Tokens that are in a macro body expansion are ignored in this patch for three reasons.

  • The spelling loc is inside the macro "definition" meaning it would highlight inside the macro definition (could probably easily be fixed by using getExpansionLoc instead of getSpellingLoc?)
  • If wanting to highlight the macro definition this could create duplicate tokens. And if the tokens are of different types there would be conflicts (tokens in the same range but with different types).

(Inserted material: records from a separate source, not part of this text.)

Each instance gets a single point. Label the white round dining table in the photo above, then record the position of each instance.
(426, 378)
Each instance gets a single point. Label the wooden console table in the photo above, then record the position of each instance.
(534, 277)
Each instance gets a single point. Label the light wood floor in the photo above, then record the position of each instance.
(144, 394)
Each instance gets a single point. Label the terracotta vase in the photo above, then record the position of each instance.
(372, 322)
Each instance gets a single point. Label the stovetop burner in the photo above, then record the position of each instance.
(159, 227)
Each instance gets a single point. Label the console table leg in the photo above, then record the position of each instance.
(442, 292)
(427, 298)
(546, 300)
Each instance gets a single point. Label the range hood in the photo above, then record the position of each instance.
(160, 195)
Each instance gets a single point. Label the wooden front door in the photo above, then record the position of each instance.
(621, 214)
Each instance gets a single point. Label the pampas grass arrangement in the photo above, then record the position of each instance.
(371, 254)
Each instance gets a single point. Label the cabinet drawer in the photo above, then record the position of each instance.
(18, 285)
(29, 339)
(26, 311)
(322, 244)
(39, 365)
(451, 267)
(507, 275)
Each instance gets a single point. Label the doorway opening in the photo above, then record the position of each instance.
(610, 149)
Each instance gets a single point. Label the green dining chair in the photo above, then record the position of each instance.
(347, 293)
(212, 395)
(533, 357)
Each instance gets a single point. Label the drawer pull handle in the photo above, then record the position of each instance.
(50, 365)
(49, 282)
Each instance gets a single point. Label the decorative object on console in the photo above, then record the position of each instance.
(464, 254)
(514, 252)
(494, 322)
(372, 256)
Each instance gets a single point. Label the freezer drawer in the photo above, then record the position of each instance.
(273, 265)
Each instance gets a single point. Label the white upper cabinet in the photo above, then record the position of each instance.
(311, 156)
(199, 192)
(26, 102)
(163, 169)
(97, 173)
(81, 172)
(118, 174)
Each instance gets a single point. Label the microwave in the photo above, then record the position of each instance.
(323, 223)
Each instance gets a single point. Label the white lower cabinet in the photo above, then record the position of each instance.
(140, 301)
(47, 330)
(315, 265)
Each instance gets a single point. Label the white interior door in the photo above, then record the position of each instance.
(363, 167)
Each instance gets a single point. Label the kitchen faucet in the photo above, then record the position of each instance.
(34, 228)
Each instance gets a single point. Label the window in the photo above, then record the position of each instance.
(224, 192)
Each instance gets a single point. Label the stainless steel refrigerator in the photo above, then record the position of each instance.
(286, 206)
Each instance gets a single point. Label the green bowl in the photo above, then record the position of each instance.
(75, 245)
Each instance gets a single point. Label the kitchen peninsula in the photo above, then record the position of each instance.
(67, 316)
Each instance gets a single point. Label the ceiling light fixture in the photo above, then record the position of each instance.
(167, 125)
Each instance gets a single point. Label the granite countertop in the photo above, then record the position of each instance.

Say a macro defines some name and both a variable declaration and a function use this, there would be two tokens in the macro definition but one with Kind "Variable" and the other with Kind "Function".
  • Thirdly, macro body expansions could come from a file that is not the main file (easily fixed, just check that the Loc is in the main file and not even a problem if we wanted to highlight the actual macro "invocation")

Event Timeline

jvikstrom created this revision.Jul 15 2019, 7:10 AM
Herald added a project: Restricted Project. · View Herald TranscriptJul 15 2019, 7:10 AM
hokein added inline comments.Jul 16 2019, 2:28 AM
clang-tools-extra/clangd/SemanticHighlighting.cpp
201

It'd be clearer for the comment to describe which cases we are going to highlight (rather than the cases we don't).

207

The Loc here maybe not in the main file, considering the case

// in .h
#define DEFINE(X) in X;
#define DEFINE_Y DEFINE(Y)

// in .cc

DEFINE_Y

How should this behave when if the same token is used multiple times inside a macro and the uses are different? Could we add this to tests?
E.g.

#define W(a) class a { void test() { int a = 10; } }
W(foo); // <-- `foo` is a variable of a class?
jvikstrom marked 2 inline comments as done.

Address comments.

jvikstrom marked an inline comment as done.Jul 17 2019, 12:29 AM
jvikstrom added inline comments.
clang-tools-extra/clangd/SemanticHighlighting.cpp
207

The spelling loc is still going to be in DEFINE_Y I think. And we only highlight arguments in macros. (Added a testcase though)

jvikstrom marked an inline comment as done.

Fixed edge case when removing conflicting tokens.

clang-format

How should this behave when if the same token is used multiple times inside a macro and the uses are different? Could we add this to tests?
E.g.

#define W(a) class a { void test() { int a = 10; } }
W(foo); // <-- `foo` is a variable of a class?

I had completely missed that there could be conflicting tokens when only highlighting macro arguments as well. Added code to just remove conflicting tokens.

I had completely missed that there could be conflicting tokens when only highlighting macro arguments as well. Added code to just remove conflicting tokens.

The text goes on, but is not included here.